A hands-on engineering guide to Identity-Based Networking, Microsegmentation, and Least Privilege.

Learning Objectives

  • Understand Zero Trust Architecture principles
  • Deploy an identity-based mesh network using Tailscale
  • Implement microsegmentation with ACL policies
  • Apply the principle of least privilege using Linux sudo policies
  • Use generative AI as a SOC assistant to analyze security logs

Laboratory Architecture

We are building a local Zero Trust ecosystem. Even though these machines are in the same room, they will communicate through an encrypted identity-aware mesh.

Architecture Diagram

graph TD A["Analyst Laptop"] B["Tailscale Mesh Network"] C["Ubuntu Lab Server"] D["Web Service :8080"] A --> B B --> C C --> D
The Zero Trust: Traditional "Perimeter" security assumes that if you're on the Wi-Fi, you're safe. Zero Trust assumes the network is already compromised and verifies every single packet.

Requirements

Virtualization

VirtualBox or VMware Workstation installed on your host.

Ubuntu ISO

Ubuntu 22.04 or 24.04 LTS Desktop or Server image.

Accounts

Tailscale account linked to Google or GitHub SSO.

Implementation Steps

Milestone 1 — Identity-Centric Connectivity
1

Create the Lab Server

Create a new virtual machine using VirtualBox or VMware.

OS: Ubuntu

Once Ubuntu is installed update the system:

sudo apt update
sudo apt upgrade -y
2

Install Tailscale on the Server

Install Tailscale inside the Ubuntu VM.

curl -fsSL https://tailscale.com/install.sh | sh
3

Authenticate the Server

Start Tailscale and authenticate using your SSO account.

sudo tailscale up

A browser link will appear.

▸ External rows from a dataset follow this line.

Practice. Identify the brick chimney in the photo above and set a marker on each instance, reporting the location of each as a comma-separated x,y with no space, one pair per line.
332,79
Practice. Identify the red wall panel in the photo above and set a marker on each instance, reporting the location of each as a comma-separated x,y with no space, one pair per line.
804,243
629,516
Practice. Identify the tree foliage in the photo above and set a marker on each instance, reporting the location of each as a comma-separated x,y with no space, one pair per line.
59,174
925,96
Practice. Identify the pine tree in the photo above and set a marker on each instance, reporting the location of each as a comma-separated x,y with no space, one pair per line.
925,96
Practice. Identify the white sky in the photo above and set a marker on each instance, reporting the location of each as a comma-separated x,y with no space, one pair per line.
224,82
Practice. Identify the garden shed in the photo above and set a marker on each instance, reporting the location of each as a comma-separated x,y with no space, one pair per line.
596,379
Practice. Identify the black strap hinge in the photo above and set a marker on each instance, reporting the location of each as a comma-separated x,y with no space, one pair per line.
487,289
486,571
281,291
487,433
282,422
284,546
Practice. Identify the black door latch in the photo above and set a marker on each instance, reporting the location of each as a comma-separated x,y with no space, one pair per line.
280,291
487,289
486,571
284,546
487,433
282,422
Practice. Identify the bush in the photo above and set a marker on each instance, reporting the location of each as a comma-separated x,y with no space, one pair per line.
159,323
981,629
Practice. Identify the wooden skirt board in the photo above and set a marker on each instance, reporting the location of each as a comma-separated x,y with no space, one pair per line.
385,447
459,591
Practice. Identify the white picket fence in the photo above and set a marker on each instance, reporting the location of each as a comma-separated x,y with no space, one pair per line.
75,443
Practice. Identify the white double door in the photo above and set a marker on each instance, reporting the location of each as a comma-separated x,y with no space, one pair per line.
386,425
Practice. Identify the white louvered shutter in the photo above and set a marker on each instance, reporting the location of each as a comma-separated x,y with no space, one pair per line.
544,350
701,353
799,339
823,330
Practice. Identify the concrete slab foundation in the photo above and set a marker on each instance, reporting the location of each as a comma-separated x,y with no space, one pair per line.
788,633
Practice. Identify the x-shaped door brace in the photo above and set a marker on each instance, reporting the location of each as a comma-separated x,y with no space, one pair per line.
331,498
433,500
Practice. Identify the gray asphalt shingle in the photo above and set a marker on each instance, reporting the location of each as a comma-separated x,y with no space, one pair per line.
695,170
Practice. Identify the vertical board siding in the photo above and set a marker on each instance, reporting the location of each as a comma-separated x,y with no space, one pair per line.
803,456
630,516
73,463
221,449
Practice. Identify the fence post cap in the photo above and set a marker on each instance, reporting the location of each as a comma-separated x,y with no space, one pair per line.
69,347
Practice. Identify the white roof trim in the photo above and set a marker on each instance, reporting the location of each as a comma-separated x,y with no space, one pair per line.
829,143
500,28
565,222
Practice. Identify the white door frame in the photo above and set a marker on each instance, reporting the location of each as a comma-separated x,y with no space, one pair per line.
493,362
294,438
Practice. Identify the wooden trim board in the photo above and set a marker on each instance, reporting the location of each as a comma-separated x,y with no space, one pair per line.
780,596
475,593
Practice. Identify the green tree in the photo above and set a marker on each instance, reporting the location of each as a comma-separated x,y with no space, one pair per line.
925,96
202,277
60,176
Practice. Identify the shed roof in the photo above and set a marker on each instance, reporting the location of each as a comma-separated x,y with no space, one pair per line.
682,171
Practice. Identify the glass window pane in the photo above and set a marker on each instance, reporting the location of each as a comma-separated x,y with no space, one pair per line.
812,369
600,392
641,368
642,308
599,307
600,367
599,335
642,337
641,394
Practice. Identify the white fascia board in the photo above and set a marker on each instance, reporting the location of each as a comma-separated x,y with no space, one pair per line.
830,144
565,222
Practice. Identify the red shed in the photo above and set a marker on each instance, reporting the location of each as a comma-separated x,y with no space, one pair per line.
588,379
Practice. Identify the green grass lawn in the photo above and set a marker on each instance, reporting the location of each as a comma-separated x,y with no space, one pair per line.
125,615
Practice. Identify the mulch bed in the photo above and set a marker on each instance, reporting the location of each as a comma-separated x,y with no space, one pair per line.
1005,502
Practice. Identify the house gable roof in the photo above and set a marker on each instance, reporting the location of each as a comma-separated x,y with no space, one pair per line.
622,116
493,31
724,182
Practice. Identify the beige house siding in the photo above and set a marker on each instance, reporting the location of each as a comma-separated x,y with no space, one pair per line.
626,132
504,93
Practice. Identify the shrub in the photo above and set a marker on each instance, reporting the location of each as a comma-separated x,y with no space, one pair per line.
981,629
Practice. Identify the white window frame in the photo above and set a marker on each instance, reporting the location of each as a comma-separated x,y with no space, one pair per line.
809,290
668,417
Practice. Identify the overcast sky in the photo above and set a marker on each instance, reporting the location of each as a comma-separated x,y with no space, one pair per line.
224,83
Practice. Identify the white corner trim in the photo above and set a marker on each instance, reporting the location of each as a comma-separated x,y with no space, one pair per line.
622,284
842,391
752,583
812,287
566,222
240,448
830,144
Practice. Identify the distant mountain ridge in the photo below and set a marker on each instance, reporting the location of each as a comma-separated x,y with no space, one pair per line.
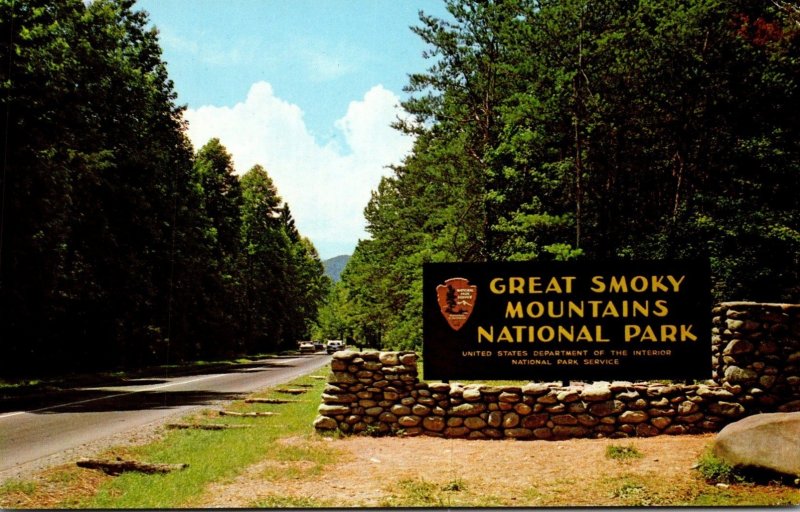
335,265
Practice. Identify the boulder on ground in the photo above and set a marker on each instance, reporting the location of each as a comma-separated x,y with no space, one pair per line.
766,441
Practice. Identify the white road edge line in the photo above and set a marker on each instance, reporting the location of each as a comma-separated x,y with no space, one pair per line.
160,386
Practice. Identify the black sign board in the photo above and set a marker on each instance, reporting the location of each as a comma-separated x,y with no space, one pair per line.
567,320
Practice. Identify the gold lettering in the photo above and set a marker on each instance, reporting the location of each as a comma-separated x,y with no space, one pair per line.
497,286
661,308
483,334
514,310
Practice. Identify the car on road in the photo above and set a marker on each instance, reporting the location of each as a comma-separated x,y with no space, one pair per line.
334,345
306,347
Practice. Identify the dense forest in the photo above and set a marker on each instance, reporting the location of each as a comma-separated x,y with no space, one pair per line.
119,245
589,129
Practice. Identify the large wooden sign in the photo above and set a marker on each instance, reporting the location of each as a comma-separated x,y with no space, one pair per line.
567,320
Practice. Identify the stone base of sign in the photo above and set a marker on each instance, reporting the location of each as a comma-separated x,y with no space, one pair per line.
380,393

Login using your Google or GitHub account.

4

Get the Tailscale IP

Find the server's identity-based network address.

tailscale ip

Example output:

100.92.10.5
Milestone 2 — Microsegmentation
5

Install Tailscale on Your Laptop

Download and install Tailscale on your host machine.

https://tailscale.com/download

Login using the same SSO account.

6

Verify Devices in the Tailscale Network

Open the Tailscale dashboard and confirm both machines appear.

Devices
✔ lab-server
✔ your-laptop

This confirms identity-based connectivity.

7

Create the Demo Web Service

Install Python and start a simple web server.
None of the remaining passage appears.